Keeping decoders simple

6 December 2018, by Jasper Woudenberg

It can take a bit of time to wrap your head around how JSON decoders work. Especially functions like Json.Decode.andThen take a bit of practice to use. The nice thing is that you can almost always work around using these functions, and often this leads to nicer code.

To illustrate I've come up with some JSON describing people and their pets. We're going to attempt writing a simple Elm decoder for it. To make things more challenging I intentionally made the JSON structure a bit unpleasant to work with. Let's take a look at it!

[
  {
    "id": 1,
    "species": "Human",
    "name": "Jasper"
  },
  {
    "id": 2,
    "species": "Dog",
    "name": "Otis",
    "owner": 1
  }
]

The JSON above contains a single person and a single pet, mixed together into a list. A longer sample can contain multiple owners and pets, still in a single list, and in any order 😨. Luckily we're free to model this data differently in our Elm application. The following Model type can store the same data, but ensures all pets have an owner.

type alias Model =
    List Human


type alias Human =
    { id : Id
    , name : String
    , pets : List Pet
    }


type alias Pet =
    { id : Id
    , name : String
    , animal : Animal
    }


type Animal
    = Dog
    | Cat
    | Fish


type Id
    = Id Int

Doesn't that look much nicer? Once we get the data into our Elm application, it's going to be so much nicer to work with! To load JSON data into the application in Elm we'll need to write a JSON decoder. But in this particular case that is no simple task, because the shape of the JSON and Elm type are so different.
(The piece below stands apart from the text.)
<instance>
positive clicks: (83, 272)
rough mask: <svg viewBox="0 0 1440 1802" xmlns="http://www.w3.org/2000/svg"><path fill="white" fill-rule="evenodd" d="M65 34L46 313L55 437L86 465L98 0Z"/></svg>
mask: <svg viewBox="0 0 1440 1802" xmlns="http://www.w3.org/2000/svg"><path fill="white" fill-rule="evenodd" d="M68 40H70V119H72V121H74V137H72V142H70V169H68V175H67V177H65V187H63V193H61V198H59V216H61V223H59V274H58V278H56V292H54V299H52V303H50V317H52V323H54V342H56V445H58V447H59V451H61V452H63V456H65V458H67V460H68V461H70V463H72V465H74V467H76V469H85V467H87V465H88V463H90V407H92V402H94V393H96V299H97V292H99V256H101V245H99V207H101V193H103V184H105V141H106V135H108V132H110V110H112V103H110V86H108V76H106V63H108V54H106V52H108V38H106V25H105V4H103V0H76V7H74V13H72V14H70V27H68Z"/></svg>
We can write a decoder that decodes our JSON data right into our Model type, but to do so we'll need every tool in the decoder toolbox. Luckily there's a simpler approach, always available to us, that only uses basic Json.Decode primitives. To use it, we're going to need an extra Elm type, one that looks like the JSON we're trying to read. Let's call this type BackendData.

type alias BackendData =
    List Individual


type alias Individual =
    { id : Int
    , species : String
    , name : String
    , owner : Maybe Int
    }

This type has almost the exact same shape as the JSON we're trying to decode! Because of this we'll have a much easier time to write a decoder for BackendData then we would writing one for Model. Let's write that decoder now.

import Json.Decode as Decode exposing (Decoder)


dataDecoder : Decoder BackendData
dataDecoder =
    Decode.list individualDecoder


individualDecoder : Decoder Individual
individualDecoder =
    Decode.map4
        (\id species name owner -> Individual id species name owner)
        Decode.int
        Decode.string
        Decode.string
        (Decode.maybe Decode.int)

Not bad right? If we choose the right Elm type, we can always decode a JSON structure using only a small number of tricks:

A JSON array we can represent in Elm with a List. We decode it using Decode.list.
A JSON object we can represent Elm with a record. We decode it using one of the Decode.map functions (depending on the amount of fields the record has).
JSON values (numbers and string) can be represented in Elm by Ints, Floats, and Strings.
A field that may be absent can be represented in Elm by a Maybe. We decode it using Decode.maybe.
A field that may be null can be represented in Elm by a Maybe. We can decode it using Decode.nullable.
Occasionally you will need oneOf, if a field in the JSON can contain two different types.

This is a nice result, but we're not done yet. We have succeeded in decoding our JSON into a BackendData type, but it's not a Model yet. The JSON we started out with was unpleasant to work with because its structure is so different from the Model type we'd like to use in our Elm application. Our BackendData type has the same structure as our JSON and so inherits its problems as well.

We'll need a function that turns our BackendData into a Model, let's call it fromBackendData. It will have a type like this.

fromBackendData :: BackendData -> Result String Model

The function returns a Result because there's a couple of things that can go wrong in this transformation. One example: our data can contain a whale, which is neither a person nor a pet. In cases like that Result allows us to return an error to indicate something went wrong.

fromBackenData is going to take some effort to write, and that's exactly why it's great that we don't need to worry about decoders anymore. Writing JSON decoders is hard, writing transformation functions is also hard. We were always going to have to deal with both these problems, but introducing BackendData allows us to face one problem at the time rather then a combined mega-problem.

There's other benefits. The Elm compiler is going to help us a lot writing fromBackendData. It won't offer the same amount of help writing a decoder that directly decodes the Model.

We can also write tests to help us get the transformation logic right. We could write tests for a decoder that directly decodes the Model too, but we'd need to pass it JSON strings as inputs. Our transformation function takes and returns regular Elm types, so its tests it will be easier to write and maintain.

Because it's pretty long I'll leave the implementation of fromBackendData out of this blogpost. If you're interested, check out the code in Ellie (a big thank you to Tony Gu for a number of fixes and improvements to the code!).

That's it! Any time we're faced with writing a complicated JSON decoder, we can instead choose to write an intermediary type, simple decoder, and transformation function.